Курт ловко спрыгнул ступнями в воду и вытащил ведро из-под лежанки. И присел над ним, стараясь сморщенным от холода и сырости членом не коснуться ржавого края ведра.
— Фриц! — внезапно окликнул рядового Хоффер.
— Что? — тот меланхолично натягивал на голое тело китель.
— А у тебя баба была?
— Ну… Да… — отрешенно ответил Фриц.
— А какая?
— Ну… Такая… — Фриц попытался показать мягкие окружности, но зацепился за ремень "Маузера" и уронил винтовку в лужу на полу. Курт, от удовольствия, громко выдал неприличный звук задними губами, с шумом выпустив из себя очередную жидкую струйку коричневого дерьма.
— Эх… А вот у меня баба была… — замечтал, глядя в бревенчатый потолок Хоффер, — По сраке ее шлепнешь утром – жопа до вечера колыхается. А как раком ее поставишь – она так сожмет, еле-еле ходишь в ней. Туда-сюда, туда-сюда… А титьки? Титьки, что голова младенца! Вот как у Фрица, ей-богу – не вру!
— Хоффер, заткнись, — просипел Курт, тужась и глядя на покрасневшее лицо Фрица.
— Расслабиться не можешь? — приподнял голову Шейдингер.
— Да иди ты! — отмахнулся Курт.
А солдаты заржали. Коротко так и быстро. Словно взрыв малого калибра.
Наконец, бурление в животе закончилось. Причем, так же внезапно, как и началось. Курт встал, подошел к лежанке, шлепая босыми ступнями по воде цвета дерьма, поколебавшись, посмотрел на одежду. А смысл? Смысл ее надевать? Он натянул сапоги на голые ноги, а на голову – стальной шлем.

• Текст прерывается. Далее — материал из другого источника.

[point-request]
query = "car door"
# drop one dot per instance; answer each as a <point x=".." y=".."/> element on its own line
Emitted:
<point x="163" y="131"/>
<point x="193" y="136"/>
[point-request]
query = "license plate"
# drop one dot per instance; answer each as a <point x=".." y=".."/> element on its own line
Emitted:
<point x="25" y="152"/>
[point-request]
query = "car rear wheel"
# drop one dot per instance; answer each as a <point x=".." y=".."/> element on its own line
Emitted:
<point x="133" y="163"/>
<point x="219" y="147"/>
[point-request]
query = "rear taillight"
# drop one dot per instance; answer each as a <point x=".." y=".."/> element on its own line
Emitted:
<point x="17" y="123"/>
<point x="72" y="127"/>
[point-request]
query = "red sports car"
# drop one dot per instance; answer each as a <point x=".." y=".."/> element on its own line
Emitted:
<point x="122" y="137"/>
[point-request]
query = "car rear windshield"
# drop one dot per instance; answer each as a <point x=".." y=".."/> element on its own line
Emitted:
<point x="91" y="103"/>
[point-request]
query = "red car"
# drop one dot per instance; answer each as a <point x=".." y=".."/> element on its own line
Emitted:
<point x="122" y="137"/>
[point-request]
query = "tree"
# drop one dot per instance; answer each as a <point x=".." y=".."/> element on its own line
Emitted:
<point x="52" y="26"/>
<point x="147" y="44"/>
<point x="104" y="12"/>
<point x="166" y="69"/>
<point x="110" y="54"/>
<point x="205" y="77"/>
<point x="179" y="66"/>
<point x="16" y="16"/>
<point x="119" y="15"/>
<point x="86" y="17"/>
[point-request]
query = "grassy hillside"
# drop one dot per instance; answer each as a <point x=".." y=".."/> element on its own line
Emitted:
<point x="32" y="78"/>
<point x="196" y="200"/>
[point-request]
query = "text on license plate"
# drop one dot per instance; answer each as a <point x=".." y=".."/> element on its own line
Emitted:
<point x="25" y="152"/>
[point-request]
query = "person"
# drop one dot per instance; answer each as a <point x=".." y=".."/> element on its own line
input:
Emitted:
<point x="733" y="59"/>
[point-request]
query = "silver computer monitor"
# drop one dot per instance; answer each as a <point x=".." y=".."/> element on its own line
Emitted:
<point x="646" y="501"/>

Застегивая ремешок под щетинистым подбородком он вдруг поплыл. Ему вдруг привиделось то, что он уже видел. Он вдруг увидел, как Шейдингера раздует воздухом из пробитых легких и он будет лежать на окровавленной земле, раздуваясь с каждым вздохом и русская пуля будет ворочаться в его груди. А Хоффер будет собирать кишки вместе с грязью и засовывать их в распоротый живот. А Фриц – Бог мой, как же у него фамилия? — лопнет расколотым черепом под русским прикладом. И никто, никто из них никогда не вернется домой, потому что дома – больше нет. Их дом отныне – Россия.
Курт потряс головой и видение исчезло. Он глянул на висящий на гвозде медальон и вдруг понял: "Надену? Погибну!". И не надел.
— Милый, что тебе приготовить на ужин? — сонно прошептал голый Шейдингер, ежась под мокрой шинелью.
— Куропаток по-французски.
Бог мой… Мой Бог? Мой ли этот Бог, засунувший меня, молодого парня в эти проклятые болота, заставивший меня пятиться по траншее голым с винтовкой наперевес? Мой ли это Бог, заставивший меня прятаться от своего собственного дерьма? Мой ли это Бог, убивший русскими руками моих друзей? Ханс, Петер, Франц – скажите мне – мой ли это Бог?
Или этот Бог – русский?
Гот мит унс? Найн. Прав был сумасшедший философ. Бог – умер. Нет. Бог – не умер. Он – перебежчик. Он перебежал в тот самый день, когда мы бросили его сами. В тот самый длинный день. А. может быть, еще раньше? В тот день, когда дети пошли в школу? А может еще раньше? В тот день, когда ОН стал вместо НЕГО Богом нации?